To design an efficient fraud detection feature for PayMo users; the following are the two steps of solution:
- Building model: Using the batch_payment data to construct efficient graph data structure
- Streaming Values: For each incoming payments searching/parsing through the model to find out the degree.
-
Representing the transactions graph: To represent the transaction the following data structures have been evaluated:
- Bloom Filters: False positive is bad
- Trees(AVL,RB): Maintaining N trees is costly with no real advantage.
- Hashmaps: O(1) access for membership queries
- Array: duh!
From the above mentioned data structures; Hashmaps provide us with a good performance while performing membership queries and to represent a graph, a hash map array is used for each node in graph.
For example consider the following graph:
The tree is now represented as
graph g =
{
'userA':{
'userC':'userC'
}
'userB':{
'userC':'userC'
}
'userC':{
'userA':'userA',
'userB':'userB'
}
}
where the graph g is a hash map array with indexes for each node and for each node as key in parent hashmap has a value of inner hashmap array containing nodes that share a edge.
batch_payment -----> Data Model
|
|
Stream at time $t_0$ -----> Fraud Detection Algorithm ----> unverified,trusted
Fairly, a simple pipeline that shall build the Data Model; which is a graph represented as hashmap. Once the data model is created, for each streaming value, the sender and receiver are identified and degree between them is determined to generate the warnings.
Effort has been made to write as many custom implementations as possible with little use of external libraries:
-
Libraries:
pip install networkx
- Python 2.7
-
Environment:
- Ubuntu 16.04
- git
- Generate data model:
For each batch_payment:
if not sender/receiver in model:
initialize node
add transaction edge between sender and receiver
update the transaction
- Fraud detection algorithm:
For each stream_payment:
findDegree(sender,receiver)
update corressponding output
Several optimizations have been made:
- A global nodes dictionary is maintained to detect unknown transactions with O(1)

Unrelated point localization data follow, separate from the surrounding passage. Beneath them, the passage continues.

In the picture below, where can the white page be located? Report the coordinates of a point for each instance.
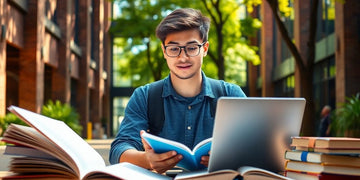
(86, 158)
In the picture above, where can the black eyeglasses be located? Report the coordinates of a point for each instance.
(190, 50)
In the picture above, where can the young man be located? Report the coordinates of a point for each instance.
(186, 94)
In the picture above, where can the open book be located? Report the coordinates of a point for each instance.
(191, 158)
(68, 155)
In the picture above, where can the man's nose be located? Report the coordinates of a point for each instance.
(183, 52)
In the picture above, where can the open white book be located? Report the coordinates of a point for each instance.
(73, 158)
(191, 158)
(245, 173)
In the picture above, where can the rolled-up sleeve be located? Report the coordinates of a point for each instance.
(135, 120)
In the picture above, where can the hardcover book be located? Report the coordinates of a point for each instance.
(321, 168)
(328, 159)
(326, 142)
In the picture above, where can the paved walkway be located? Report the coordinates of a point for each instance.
(102, 146)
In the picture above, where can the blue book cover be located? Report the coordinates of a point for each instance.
(191, 158)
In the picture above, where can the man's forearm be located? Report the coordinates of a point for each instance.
(135, 157)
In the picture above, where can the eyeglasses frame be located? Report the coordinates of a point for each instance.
(184, 47)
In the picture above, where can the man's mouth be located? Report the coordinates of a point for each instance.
(184, 66)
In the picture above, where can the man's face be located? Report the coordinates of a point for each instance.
(184, 66)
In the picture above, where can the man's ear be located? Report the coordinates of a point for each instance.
(163, 49)
(206, 48)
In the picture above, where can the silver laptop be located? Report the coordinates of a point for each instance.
(254, 132)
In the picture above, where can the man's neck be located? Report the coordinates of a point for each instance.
(187, 87)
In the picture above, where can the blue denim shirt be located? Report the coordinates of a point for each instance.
(187, 120)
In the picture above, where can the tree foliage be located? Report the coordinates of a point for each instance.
(142, 60)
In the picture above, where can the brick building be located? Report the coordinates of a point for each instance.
(56, 50)
(336, 65)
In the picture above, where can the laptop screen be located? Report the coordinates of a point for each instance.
(254, 132)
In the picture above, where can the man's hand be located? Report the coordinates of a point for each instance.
(160, 162)
(205, 160)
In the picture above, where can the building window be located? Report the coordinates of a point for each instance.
(285, 87)
(326, 19)
(324, 84)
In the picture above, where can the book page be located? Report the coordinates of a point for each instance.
(85, 157)
(205, 175)
(161, 145)
(249, 172)
(125, 171)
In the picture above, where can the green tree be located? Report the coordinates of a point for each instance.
(142, 52)
(304, 64)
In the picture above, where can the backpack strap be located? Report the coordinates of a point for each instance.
(218, 89)
(155, 107)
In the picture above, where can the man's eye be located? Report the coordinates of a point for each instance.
(192, 48)
(174, 49)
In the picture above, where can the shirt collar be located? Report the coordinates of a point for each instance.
(206, 90)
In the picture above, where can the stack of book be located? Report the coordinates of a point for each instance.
(323, 158)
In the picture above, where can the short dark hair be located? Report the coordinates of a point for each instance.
(182, 20)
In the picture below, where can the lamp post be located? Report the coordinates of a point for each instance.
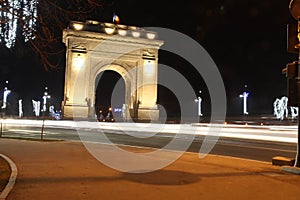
(199, 101)
(5, 95)
(245, 96)
(45, 97)
(295, 12)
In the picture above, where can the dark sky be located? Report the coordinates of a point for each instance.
(245, 38)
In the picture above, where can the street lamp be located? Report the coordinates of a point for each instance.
(5, 95)
(199, 101)
(295, 12)
(45, 97)
(245, 96)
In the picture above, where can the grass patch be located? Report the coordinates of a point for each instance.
(5, 172)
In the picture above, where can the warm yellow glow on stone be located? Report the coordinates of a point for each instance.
(136, 34)
(149, 67)
(78, 61)
(122, 32)
(109, 30)
(78, 26)
(151, 36)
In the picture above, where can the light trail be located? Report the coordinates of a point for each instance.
(267, 133)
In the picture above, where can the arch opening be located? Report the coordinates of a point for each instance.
(109, 96)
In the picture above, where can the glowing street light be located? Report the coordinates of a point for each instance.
(199, 101)
(245, 96)
(5, 95)
(45, 97)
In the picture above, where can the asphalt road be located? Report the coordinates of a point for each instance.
(254, 149)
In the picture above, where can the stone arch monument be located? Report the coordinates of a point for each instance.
(93, 47)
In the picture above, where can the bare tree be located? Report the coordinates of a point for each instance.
(39, 24)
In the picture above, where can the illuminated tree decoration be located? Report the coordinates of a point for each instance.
(14, 15)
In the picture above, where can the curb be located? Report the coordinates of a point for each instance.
(12, 178)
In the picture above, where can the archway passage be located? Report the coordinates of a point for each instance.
(133, 56)
(110, 93)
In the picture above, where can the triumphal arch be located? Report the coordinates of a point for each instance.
(93, 47)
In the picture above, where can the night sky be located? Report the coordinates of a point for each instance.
(245, 38)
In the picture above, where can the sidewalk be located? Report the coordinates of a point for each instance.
(65, 170)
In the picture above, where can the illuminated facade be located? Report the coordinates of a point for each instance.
(132, 52)
(16, 14)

- For the first degree neighborhood, a different scheme is used. The receiver is checked directly from the hashmap entry instead of checking entore graph. Guarantees O(edges in sender node) or bounded by O(max(Edges))
- O(1) insertion into the hashmap
- Building the grows linearly with the build transactions
- A Breadth first search is deployed to find the degree between the sender and receiver. Which performs: O(|V|+|E|) ~ O(max(V,E)) in entire graph
Following are the various test cases written:
- test-1-paymo-trans: Basic test provided
- test-2-unknown-transactions: Test case for unknown transactions to be identified by optimization rule
- test-3-feature2: test for degree 2 check
- test-4-feature3: extended check for degree 4
- Build step: This typically takes about 17.308 s. Measured as execution time and averaged over five runs.
- Streaming: For one second of streaming data (915 transactions) are processed within 0.0649 s. Measured as execution time over five runs.
Remarks: Additionally, the build model can be cached for the user network locally.
The algorithm employed is guaranteed to bound by the linear time. The data structures are scalable and no bottlenecks have been observed during initial testing.